The biological sample guiding surface 232a may have an inclination angle (θ) ranging from 30° to 60° based on the extension direction of the nozzle tip 200. If the inclination angle (θ) of the biological sample guiding surface 232a is less than 30°, the biological sample (LQ) stored in the body part 230 may not flow smoothly toward the opening 232b, causing the discharge part 232 to be clogged by the biological sample (LQ). Therefore, the inclination angle (θ) of the biological sample guiding surface 232a is 30° or more, thus minimizing the amount of residual biological sample (LQ) remaining in the body part 230 after the dispensing of the biological sample (LQ) by the high-speed dispensing spotter 1000, and minimizing the clogging of the discharge part 232 caused by the biological sample (LQ). Additionally, if the inclination angle (θ) of the biological sample guiding surface 232a exceeds 60°, the biological sample (LQ) in the body part 230 may not move smoothly toward the opening 232b of the discharge part 232 due to the gentle slope. Accordingly, the inclination angle (θ) of the biological sample guiding surface 232a is 60° or less, thus ensuring the smooth flow of the biological sample (LQ) from the biological sample guiding surface 232a to the opening 232b during the dispensing process by the high-speed dispensing spotter 1000, and minimizing the blockage of the discharge part 232 caused by stagnation of the biological sample (LQ).

The opening 232b of the discharge part 232 may be formed adjacent to the outer surface of the body part 230 and may be extended from the biological sample guiding surface 232a to serve as an outlet through which the biological sample (LQ) contained in the body part 230 is discharged to the outside. The opening 232b may be a hole formed in the extension direction of the discharge part 232.

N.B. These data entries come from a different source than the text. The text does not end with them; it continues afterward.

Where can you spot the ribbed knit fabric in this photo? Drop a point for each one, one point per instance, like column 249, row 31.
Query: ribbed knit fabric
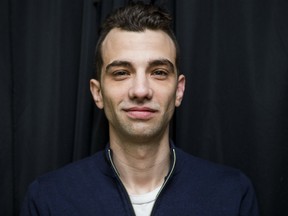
column 90, row 187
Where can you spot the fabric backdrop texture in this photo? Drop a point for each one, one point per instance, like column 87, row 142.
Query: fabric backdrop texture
column 234, row 54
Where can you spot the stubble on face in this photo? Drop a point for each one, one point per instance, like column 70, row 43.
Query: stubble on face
column 134, row 113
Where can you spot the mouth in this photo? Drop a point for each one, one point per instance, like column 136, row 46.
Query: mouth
column 140, row 113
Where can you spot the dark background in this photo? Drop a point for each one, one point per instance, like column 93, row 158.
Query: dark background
column 234, row 54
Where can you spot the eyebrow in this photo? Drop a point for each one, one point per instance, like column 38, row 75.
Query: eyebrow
column 118, row 63
column 152, row 63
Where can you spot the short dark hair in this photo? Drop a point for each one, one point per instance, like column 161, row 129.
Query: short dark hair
column 135, row 17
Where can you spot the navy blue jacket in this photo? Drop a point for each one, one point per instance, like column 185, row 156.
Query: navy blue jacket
column 91, row 187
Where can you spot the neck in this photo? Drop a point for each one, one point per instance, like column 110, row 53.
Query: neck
column 142, row 167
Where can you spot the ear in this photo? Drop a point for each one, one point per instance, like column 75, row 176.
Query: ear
column 180, row 90
column 96, row 92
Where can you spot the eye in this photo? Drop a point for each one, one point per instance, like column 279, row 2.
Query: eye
column 160, row 74
column 120, row 74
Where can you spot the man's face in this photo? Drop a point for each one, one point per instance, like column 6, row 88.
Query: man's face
column 139, row 86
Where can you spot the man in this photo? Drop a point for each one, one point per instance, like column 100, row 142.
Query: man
column 141, row 172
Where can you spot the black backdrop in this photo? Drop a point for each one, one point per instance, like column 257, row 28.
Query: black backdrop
column 234, row 54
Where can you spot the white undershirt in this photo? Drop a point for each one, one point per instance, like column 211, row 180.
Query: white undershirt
column 143, row 203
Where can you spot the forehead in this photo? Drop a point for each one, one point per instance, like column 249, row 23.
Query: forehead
column 137, row 46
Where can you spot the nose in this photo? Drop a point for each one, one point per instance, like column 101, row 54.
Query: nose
column 140, row 89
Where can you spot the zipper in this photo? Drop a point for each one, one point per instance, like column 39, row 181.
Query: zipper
column 120, row 182
column 161, row 189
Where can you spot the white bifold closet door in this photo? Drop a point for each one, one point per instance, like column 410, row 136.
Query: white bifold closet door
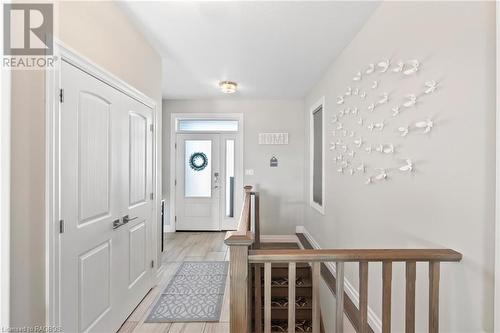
column 105, row 186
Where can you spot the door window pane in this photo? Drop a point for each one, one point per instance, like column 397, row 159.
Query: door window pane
column 212, row 125
column 198, row 168
column 229, row 178
column 318, row 156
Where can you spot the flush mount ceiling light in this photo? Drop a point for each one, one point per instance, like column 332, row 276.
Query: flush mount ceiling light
column 228, row 87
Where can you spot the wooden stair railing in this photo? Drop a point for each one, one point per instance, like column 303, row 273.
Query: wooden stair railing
column 245, row 253
column 364, row 256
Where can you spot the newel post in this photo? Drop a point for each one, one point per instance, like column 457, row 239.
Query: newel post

In this case, a length (L) of the opening 232b (i.e., the length in the extension direction of the opening) may be 200 μm or more and may be less than or equal to twice a diameter (d) of the opening 232b. That is, the length (L) of the opening 232b may be less than or equal to twice the diameter (d) of the opening 232b. However, if the diameter (d) is less than 100 μm, the length (L) of the opening 232b may be set to a minimum value of 200 μm. If the length (L) of the opening 232b exceeds twice the diameter (d), a length of a pin in a mold for forming the opening 232b of the nozzle tip 200 may become relatively long compared to the thickness of the pin, resulting in a risk of breakage and potential damage to the mold. Accordingly, by configuring the length (L) of the opening 232b to be less than or equal to twice the diameter (d), damage to the pin of the mold used for manufacturing the opening 232b can be minimized. Moreover, by setting the length (L) of the opening 232b to be 200 μm or more, the thickness of the portion of the opening 232b can be ensured such that the biological sample (LQ) contained inside the body part 230 can be smoothly dispensed in an appropriate amount under air pressure and prevent unintended dispensing when the air pressure is low. Damage to the mold may lead to problems in the molding of the discharge part of the nozzle tip 200.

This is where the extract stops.